При этом лично мое мнение таково: подлинная, неквасная (не такая, как у варваров), нелицемерная (откормленная на распиле бюджета) любовь к своей стране заключается в непрестанном выявлении недостатков и столь же непрестанном исправлении их, в постоянной интеллектуальной неуспокоенности. В перманентном поиске причин неудач и ошибок прошлого, чтобы избежать этих часто роковых ошибок в настоящем и будущем. Но для подобного необходимо научиться выявлять, видеть и говорить правду, распознавать истинное положение дел сегодня и вчера. Иначе мы останемся заложниками незнания, которое неизбежно приведет к новым неудачам или катастрофам.

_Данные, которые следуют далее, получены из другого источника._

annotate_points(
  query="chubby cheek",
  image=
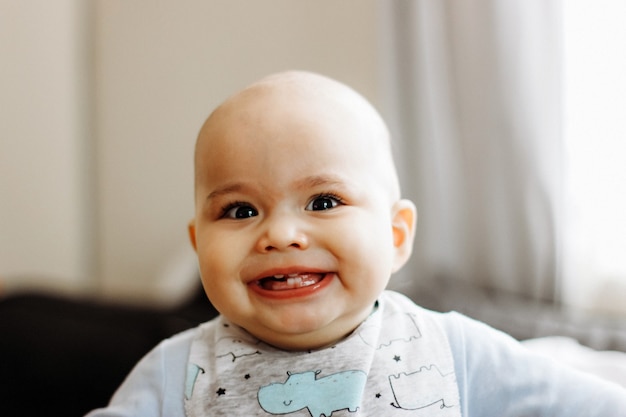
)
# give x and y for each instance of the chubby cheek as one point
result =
(366, 253)
(219, 269)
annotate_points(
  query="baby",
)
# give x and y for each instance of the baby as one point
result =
(299, 225)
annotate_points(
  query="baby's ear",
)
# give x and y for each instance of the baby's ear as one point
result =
(404, 220)
(191, 229)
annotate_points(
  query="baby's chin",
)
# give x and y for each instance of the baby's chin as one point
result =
(307, 335)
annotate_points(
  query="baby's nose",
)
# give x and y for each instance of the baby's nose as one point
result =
(281, 233)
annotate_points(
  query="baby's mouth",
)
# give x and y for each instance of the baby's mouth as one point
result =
(291, 281)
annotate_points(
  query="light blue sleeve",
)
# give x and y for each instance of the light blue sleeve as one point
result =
(498, 377)
(155, 385)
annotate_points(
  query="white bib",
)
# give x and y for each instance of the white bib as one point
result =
(396, 363)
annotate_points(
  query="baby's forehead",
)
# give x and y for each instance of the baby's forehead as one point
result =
(292, 103)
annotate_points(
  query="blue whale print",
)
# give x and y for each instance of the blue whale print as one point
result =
(323, 396)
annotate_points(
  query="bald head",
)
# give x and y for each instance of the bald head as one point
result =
(281, 109)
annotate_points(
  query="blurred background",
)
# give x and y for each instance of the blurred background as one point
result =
(508, 126)
(505, 114)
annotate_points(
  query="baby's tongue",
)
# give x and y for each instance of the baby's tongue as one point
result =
(290, 282)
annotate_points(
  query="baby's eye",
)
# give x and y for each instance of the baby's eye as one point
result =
(323, 202)
(239, 211)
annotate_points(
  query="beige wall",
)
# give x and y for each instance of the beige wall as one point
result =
(101, 199)
(43, 228)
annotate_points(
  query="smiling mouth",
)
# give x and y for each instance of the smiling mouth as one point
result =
(291, 281)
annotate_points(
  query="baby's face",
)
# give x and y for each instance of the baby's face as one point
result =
(294, 224)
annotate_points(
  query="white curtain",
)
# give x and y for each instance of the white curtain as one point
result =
(473, 93)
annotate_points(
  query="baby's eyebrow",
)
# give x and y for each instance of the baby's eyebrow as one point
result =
(225, 189)
(320, 180)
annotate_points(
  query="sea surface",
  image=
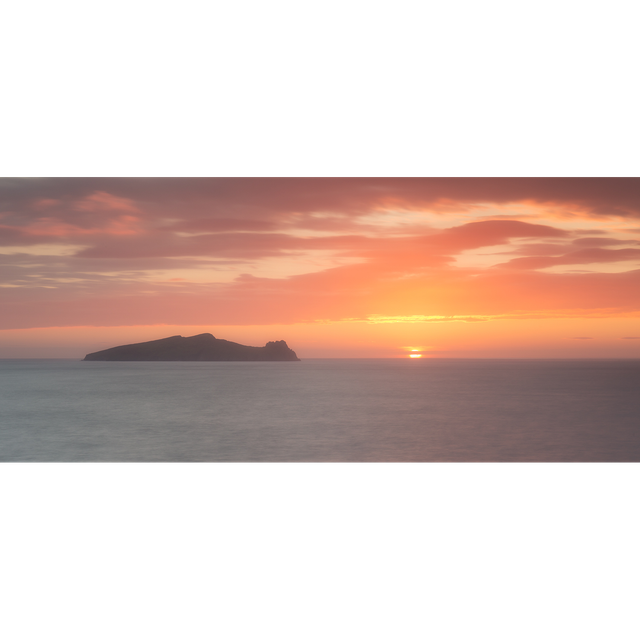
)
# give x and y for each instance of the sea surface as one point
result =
(320, 410)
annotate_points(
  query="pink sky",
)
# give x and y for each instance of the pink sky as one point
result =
(337, 266)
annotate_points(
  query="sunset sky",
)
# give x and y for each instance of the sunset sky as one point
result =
(338, 267)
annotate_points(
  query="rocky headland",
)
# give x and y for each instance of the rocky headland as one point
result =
(200, 348)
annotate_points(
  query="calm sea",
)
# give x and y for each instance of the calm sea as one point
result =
(402, 411)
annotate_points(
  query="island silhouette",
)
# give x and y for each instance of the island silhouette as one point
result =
(201, 348)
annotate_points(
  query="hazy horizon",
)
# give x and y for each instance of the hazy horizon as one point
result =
(338, 267)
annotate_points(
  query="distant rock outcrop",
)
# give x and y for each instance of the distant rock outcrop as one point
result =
(202, 348)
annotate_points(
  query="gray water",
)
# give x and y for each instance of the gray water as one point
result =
(398, 411)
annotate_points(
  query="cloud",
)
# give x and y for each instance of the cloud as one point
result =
(585, 256)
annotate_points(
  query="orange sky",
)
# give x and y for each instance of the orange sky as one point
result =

Пользуясь неказистой, но часто приводимой в пример квасными псевдопатриотами аналогией родины с матерью, скажу: если вы видите, что ваша «мать» больна или лежит пьяная — то ваша любовь к ней заключается не в том, чтобы закрыть глаза на проблему или, что совсем уж маразматично (а, зачастую, так и происходит), кричать на всех перекрестках, что вот это и есть истинное здоровье и истинная «духовность», а незамедлительно начать лечение! Да, для подобного подхода (для «лечения») нужно неизмеримо больше интеллекта и сердечных сил, чем для полоумных криков (тем более, если эти крики приходятся «ко двору» режима) — но тем оно и ценнее, и честнее, и достойнее звания Человека и Гражданина. А теперь от термина «гражданин» — возвращаемся в 1812 год, в страну крепостного рабства, где людей продавали как скотину, часто отдельно от семьи.

Кстати, а что в итоге? За что сражались? В середине июня 2015 года блогеры обсуждали, например, такую новость: «В подмосковном Павловском Посаде для жилой застройки полностью сравняли с землей кладбище героев Отечественной войны 1812 года. (…) По публичной кадастровой карте участок числится для индивидуального жилищного строительства. Соседний дом, по всей видимости, тоже построен на месте захоронения» (Запись в «Живом Журнале» Николая Подосокорского от 15 июня 2015 года). В то же время во многих регионах администрация вынуждена отключать «вечный огонь», объясняя это тем, что на нем стали жарить сосиски (а были и совсем дикие случаи, обсуждаемые во всех центральных СМИ — когда пытались поджарить бомжа…). И это все на фоне ежедневной пропаганды казенного патриотизма, на что тратятся миллиарды бюджетных денег.

Недавно вновь я посетил музей-панораму «Бородинская битва»: он представляет собой жалкое зрелище. Проваливающиеся плиты перед входом уже несколько месяцев огорожены веревочкой на палочках («вдруг какой иностранец провалится — скандал будет», — прокомментировал мне эту ситуацию сотрудник); некоторые облицовочные плиты фасада рухнули, здание проседает и от этого натягивается проводка (что весьма опасно), само полотно Ф.А. Рубо (1856–1928) требует очередной реставрации и перетяжки. Однако нерадивое отношение ответственных чиновников к зданию компенсируется невниманием посетителей: их я заметил всего несколько на все огромное пространство идеологически важного музея.

Уверен, вы об этом никогда не задумывались, но ведь те герои, солдаты и офицеры, которые погибли «не в тех» войнах — они практически забыты! Стоит только погибнуть в грязном окопе Крымской войны или утонуть в районе русско-японской — и вот вас уже нет ни в Военной галерее Зимнего дворца, нет на марках и открытках. Режиму невыгоден юбилей проигранной войны — значит, о погибших никто не вспомнит (хотя обе приведенные мной в пример войны были также развязаны царским правительством).

Для меня главный вопрос любого действия — «зачем»? В военной истории он также весьма интересен. К примеру, зачем, за что погибали русские солдаты в 1812 году? Тем более что во всей остальной части России, которой не коснулись собственно армейские операции, никто особенно о них и не переживал (а уж потом — и подавно!). Историк В. Алексеев еще в начале двадцатого века писал: «В Пензе губернатор, которому „давно уже хотелось поплясать“, после известий о делах под Вязьмой и Красным отпраздновал день именин своей супруги… Губернаторский бал послужил сигналом к другим балам и вечерам, и картина пензенской жизни быстро изменилась. …И чем шире и шумней развертывалось это веселье, тем быстрее заснул „при свете ламп и люстр“ „огонь патриотического энтузиазма нашего“.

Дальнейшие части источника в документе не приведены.